I wonder if the salary scale is only appropriate for somebody at a lower experience range then? Will they find a good fit?
Some of the comments:
That is because many MBA programs are bundling in LSSBB into their curriculum so you very well could have someone recently graduated with an LSSBB. Additionally there are plenty of inexpensive online programs that grant BBs, unfortunate there is no governing body to ensure a level of experience and competency.
My reply was:
Did the person who passed a test during an MBA program likely completed an impactful certification project that was coached by a Master Black Belt? I'm skeptical of Lean or Six Sigma being turned into a solely academic exercise.

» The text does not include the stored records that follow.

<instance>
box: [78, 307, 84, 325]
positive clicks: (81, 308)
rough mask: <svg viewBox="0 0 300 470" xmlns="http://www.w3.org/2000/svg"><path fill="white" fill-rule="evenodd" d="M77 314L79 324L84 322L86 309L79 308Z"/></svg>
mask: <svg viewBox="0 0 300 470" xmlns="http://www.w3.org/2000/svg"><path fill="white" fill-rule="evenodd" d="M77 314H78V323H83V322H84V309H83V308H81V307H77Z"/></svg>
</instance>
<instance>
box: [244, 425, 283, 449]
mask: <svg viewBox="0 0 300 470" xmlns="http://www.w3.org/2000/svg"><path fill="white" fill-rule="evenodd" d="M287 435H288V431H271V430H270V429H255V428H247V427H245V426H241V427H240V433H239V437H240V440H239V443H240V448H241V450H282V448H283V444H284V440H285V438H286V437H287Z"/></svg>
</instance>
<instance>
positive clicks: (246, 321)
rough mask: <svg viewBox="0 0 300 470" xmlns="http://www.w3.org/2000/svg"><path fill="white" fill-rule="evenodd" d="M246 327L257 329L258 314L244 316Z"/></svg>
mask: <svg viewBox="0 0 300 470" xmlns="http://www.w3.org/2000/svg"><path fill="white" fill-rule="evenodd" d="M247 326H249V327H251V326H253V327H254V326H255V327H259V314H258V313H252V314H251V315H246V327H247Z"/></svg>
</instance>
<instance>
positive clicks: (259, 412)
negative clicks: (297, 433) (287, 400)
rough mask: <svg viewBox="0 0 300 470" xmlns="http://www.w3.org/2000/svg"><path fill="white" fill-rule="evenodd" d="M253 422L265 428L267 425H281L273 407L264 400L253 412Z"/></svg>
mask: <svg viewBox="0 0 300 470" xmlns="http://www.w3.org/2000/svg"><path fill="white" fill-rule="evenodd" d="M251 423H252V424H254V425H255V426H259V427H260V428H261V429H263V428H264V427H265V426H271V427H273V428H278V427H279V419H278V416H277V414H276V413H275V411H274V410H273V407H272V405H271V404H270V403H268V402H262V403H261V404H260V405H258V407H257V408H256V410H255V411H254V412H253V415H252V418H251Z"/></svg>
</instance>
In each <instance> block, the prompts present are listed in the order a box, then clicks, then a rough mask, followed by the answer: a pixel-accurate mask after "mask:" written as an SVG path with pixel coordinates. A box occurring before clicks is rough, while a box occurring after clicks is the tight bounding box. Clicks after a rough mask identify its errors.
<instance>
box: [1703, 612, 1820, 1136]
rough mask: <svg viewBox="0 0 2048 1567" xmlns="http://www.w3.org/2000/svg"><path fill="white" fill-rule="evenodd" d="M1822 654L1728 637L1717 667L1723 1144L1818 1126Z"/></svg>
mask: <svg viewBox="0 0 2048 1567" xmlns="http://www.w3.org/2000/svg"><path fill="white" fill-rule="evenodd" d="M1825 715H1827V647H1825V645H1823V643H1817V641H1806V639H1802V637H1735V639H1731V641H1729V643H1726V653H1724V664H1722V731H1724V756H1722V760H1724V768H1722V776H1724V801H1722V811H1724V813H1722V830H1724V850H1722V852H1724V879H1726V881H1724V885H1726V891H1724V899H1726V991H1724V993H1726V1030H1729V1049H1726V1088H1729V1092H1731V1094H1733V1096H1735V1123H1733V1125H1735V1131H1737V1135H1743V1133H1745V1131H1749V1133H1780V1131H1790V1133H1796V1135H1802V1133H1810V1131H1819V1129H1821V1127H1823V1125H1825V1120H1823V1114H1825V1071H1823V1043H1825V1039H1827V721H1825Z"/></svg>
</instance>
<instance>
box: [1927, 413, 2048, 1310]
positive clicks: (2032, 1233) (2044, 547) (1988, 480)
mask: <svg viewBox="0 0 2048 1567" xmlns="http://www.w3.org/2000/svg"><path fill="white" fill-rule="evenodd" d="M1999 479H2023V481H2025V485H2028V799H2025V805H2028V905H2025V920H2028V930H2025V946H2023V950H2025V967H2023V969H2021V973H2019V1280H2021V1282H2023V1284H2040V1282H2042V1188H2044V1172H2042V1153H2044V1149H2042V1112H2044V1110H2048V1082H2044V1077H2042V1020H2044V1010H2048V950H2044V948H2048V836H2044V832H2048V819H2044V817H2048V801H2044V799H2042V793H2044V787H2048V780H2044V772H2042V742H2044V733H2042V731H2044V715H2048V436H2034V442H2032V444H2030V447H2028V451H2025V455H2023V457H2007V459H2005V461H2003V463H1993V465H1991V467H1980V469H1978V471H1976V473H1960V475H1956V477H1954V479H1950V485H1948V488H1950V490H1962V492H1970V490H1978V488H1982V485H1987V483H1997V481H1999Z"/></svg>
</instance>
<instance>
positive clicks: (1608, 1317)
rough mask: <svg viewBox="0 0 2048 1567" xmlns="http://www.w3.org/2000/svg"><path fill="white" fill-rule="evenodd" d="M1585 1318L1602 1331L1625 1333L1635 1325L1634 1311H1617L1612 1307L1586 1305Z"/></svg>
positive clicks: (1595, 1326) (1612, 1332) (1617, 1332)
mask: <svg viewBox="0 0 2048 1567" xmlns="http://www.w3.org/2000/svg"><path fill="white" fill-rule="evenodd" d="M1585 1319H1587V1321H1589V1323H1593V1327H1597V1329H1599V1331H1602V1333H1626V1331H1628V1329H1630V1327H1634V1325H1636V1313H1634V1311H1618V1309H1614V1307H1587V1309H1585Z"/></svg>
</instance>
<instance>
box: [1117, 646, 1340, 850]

Here the comment of the week:
Wanted: Six sigma lean agile scrum master MBA type person for junior money. Must be able to fix everything using only magic and duct tape.
Yvan, from Quebec, wrote:
I see a lot of those in HC here in QC… wages are 40-70K$ for “lean experts”. Wonder why Lean doesn't work… 😉
Lexus for the price of a Yugo! Hope you're doing well, Mark.
Ugh, I saw several of these when job hunting last year. In Portland OR, you want a Black Belt with experience, need them to build a program – and the salary tops out at $75k.
The job posting doesn't show a salary range. Wanting 1 to 3 years of experience would suggest they don't want to pay much?
A Previous Blog Post
You might recall this recent blog post from Sam Selay, who shared some challenges and frustrations that led him to drop out of a Lean healthcare job search:
What can we do to help educate hospitals on this?